Whilst it is true that any given monetary measure may become distorted if it is a target or prime interest of a Central Bank, it is also true that if we look at any of the great inflations they have been accompanied or caused by excessive money and credit creation in their early stages. Given the Bank’s wish to interfere in the bond markets and to manage interest rates for various periods of borrowing from overnight to 50 years, you would have thought it would take an interest in how much money and credit is in circulation and in how far that might expand  given its actions. If inflation is agreed by the Bank to  be too much money chasing too few goods, they should not only study the too few goods (capacity) but also the too much money. Traditionally Central Banks have tried to control money and credit by moving interest rates, expecting commercial banks to lend less when rates are higher and lend more when rates are lower. More recently Central Banks have directly boosted money supply by creating bank reserves to buy up bonds. Much of this money initially found its way into asset prices, creating inflation in bonds, shares and property. More recently the inflation has spread into goods and services, as the money freed from the bonds has been spent.

The Bank should introduce some paragraphs in its commentary on rates of money and credit growth. They should explain why they think fast growth in these aggregates will not on that occasion produce inflation. Today they need to comment on whether there is enough money and credit around, given the slowdown and the dramatic change in money policy they have put the economy through.




The prime task of Central banks is to support commercial banks

Keeping inflation to 2% is a crucial role of the Bank of England, ECB and Fed. As events in the USA have just shown, it is however less important that avoiding banking collapse. Since Silicon Valley Bank got into trouble the Fed has made a huge change to its money policy, flipping from ultra tight with plenty of money withdrawal by selling bonds, to a large easing   with $300 bn of loans to commercial banks. It had to make the switch as it is the first duty of a Central Bank to provide cash to commercial banks so they can honour their deposits if a lot of people all want to withdraw at the same time.

The decision to shift to a much easier money policy in the short term was screened by still continuing with a 25 bp or 0.25% interest rate hike. The Fed wished to reassure some that it is still battling inflation, whilst reassuring others that their deposits are safe. Silicon Valley Bank had got into trouble because the Fed has raised rates so much, losing SVB money on the bonds it held. It is a reminder that shifting money policy to too tough brings different kinds of problems.

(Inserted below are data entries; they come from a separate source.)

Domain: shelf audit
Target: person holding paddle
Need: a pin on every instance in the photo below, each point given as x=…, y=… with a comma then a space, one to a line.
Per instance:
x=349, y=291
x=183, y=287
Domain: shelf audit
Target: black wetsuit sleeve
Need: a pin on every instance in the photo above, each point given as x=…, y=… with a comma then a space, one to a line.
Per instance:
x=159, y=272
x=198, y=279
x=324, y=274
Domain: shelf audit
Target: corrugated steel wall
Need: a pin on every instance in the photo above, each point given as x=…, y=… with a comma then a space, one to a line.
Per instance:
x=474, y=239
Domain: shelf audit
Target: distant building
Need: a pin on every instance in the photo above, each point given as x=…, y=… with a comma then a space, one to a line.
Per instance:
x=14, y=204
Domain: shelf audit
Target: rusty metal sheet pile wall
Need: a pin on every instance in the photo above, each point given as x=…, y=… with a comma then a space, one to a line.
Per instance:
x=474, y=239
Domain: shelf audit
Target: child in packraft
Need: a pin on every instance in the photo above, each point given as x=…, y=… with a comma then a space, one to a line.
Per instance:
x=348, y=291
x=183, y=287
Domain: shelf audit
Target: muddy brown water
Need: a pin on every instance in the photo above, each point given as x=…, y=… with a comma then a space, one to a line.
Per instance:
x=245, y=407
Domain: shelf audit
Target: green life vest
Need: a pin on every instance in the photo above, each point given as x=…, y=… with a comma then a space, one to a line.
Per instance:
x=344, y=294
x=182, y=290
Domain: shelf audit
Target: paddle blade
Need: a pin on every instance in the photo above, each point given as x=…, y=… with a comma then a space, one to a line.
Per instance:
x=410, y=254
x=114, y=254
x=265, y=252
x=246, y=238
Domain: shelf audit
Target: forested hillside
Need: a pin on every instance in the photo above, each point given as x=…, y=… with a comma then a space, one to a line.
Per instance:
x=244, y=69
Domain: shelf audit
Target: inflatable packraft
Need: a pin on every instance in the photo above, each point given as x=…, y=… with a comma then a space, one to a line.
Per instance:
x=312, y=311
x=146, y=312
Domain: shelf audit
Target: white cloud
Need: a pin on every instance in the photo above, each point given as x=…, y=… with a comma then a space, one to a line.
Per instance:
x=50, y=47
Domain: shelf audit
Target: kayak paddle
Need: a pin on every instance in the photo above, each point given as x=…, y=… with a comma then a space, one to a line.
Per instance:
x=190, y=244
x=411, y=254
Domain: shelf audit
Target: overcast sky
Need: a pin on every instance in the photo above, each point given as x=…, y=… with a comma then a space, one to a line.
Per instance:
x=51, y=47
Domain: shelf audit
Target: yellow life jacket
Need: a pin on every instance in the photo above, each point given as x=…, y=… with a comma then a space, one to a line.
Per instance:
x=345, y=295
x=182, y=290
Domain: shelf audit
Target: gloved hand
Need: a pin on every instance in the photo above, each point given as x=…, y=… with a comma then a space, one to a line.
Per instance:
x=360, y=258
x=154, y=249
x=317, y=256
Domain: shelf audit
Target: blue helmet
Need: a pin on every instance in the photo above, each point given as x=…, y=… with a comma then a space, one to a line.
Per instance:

All the Central banks need to review where they are in money tightening and in bringing down inflation. There are always lags – it takes time to get inflation down by raising rates and throttling credit. It is important not to overdo the tightening as that can undermine banks as it  hits the affordability of credit and the value of bank investment holdings in bonds. They will all need to make sure plenty of cash is available to any bank that comes under unwelcome pressure to repay deposits, as that is the way to make sure there is no such run.